We looked at how to draw the blade from the left hip bringing it into a ready position to impale the opponent should they clash with you. One of the great things about the WW2 knife curriculum is that it’s concise and to the point, you cut the hands, slash at the eyes and thrust to the throat. There is no faff doing ten different movements you just attack the opening that is presenting itself.
We also looked at sentry removal drills such as sneaking up behind an opponent and neutralising them with a knife. It was very similar to the Kage Waza in Tantojutsu. The were two concepts called Stirring and Ratcheting to inflict maximum damage to the opponents soft tissue.
We also looked at clashing with the knife and pinning the opponents drawing hand whilst repeatedly stabbing them in the femoral artery on the inside of the leg.

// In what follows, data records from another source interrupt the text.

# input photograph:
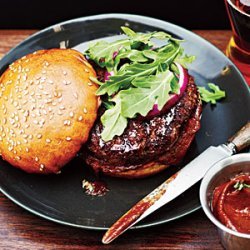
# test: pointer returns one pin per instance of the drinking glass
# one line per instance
(238, 49)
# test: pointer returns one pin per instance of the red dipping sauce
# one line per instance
(231, 203)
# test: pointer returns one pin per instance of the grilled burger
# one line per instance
(150, 142)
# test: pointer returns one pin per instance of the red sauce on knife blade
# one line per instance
(231, 203)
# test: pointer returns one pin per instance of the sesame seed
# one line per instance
(75, 95)
(42, 166)
(48, 140)
(67, 122)
(39, 136)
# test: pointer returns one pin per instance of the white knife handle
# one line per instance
(241, 139)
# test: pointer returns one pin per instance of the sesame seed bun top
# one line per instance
(47, 108)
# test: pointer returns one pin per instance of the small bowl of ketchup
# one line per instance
(225, 199)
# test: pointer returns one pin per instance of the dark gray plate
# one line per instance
(60, 198)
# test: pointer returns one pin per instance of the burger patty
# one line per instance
(164, 138)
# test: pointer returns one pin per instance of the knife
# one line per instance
(178, 183)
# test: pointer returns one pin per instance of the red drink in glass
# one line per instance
(238, 49)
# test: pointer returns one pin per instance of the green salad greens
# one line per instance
(145, 75)
(141, 74)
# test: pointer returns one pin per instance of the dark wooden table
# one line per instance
(21, 230)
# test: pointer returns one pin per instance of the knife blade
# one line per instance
(178, 183)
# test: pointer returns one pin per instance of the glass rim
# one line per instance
(239, 10)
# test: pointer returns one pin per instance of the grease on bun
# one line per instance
(47, 108)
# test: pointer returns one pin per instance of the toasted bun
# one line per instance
(47, 108)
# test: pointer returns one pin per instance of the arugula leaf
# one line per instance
(124, 77)
(211, 96)
(154, 89)
(102, 52)
(114, 123)
(144, 75)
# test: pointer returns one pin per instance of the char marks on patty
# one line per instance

Overall it was an excellent seminar and illustrated the importance of being brutal in your application of the techniques. Don’t let the opponent grab you, use your bodies built in chainsaw (forearm) to smash the opponents grabbing arm down releasing his grip and perform a strong inside chop (Ura Kiten Ken) to the opponents throat.
Tommy also mentioned something about not getting stuck in time and space. The scenario was based on two attackers trying to ambush you and how to negate the situation. The key thing is not to hesitate and allow yourself to get stuck in time and space, you need to keep moving getting past the opponents so that you can either flee or launch a counter attack. The key thing is to move around the outside of the ambush not allowing yourself to get pinned in the middle.
I think this seminar really illustrated the importance of scenario based training to me, It’s important to have a decent syllabus but at the same time you should test the material. I don’t think it’s a good idea not to have a syllabus and to purely focus on scenario based training, There needs to be a balance between both.
In conclusion if the opportunity presents and you can bait an opponent into leaving themself open then make sure you fill that space with violence! Once you land the first hit keep driving the hits home for maximum impact, thats the aim of the game with Combatives.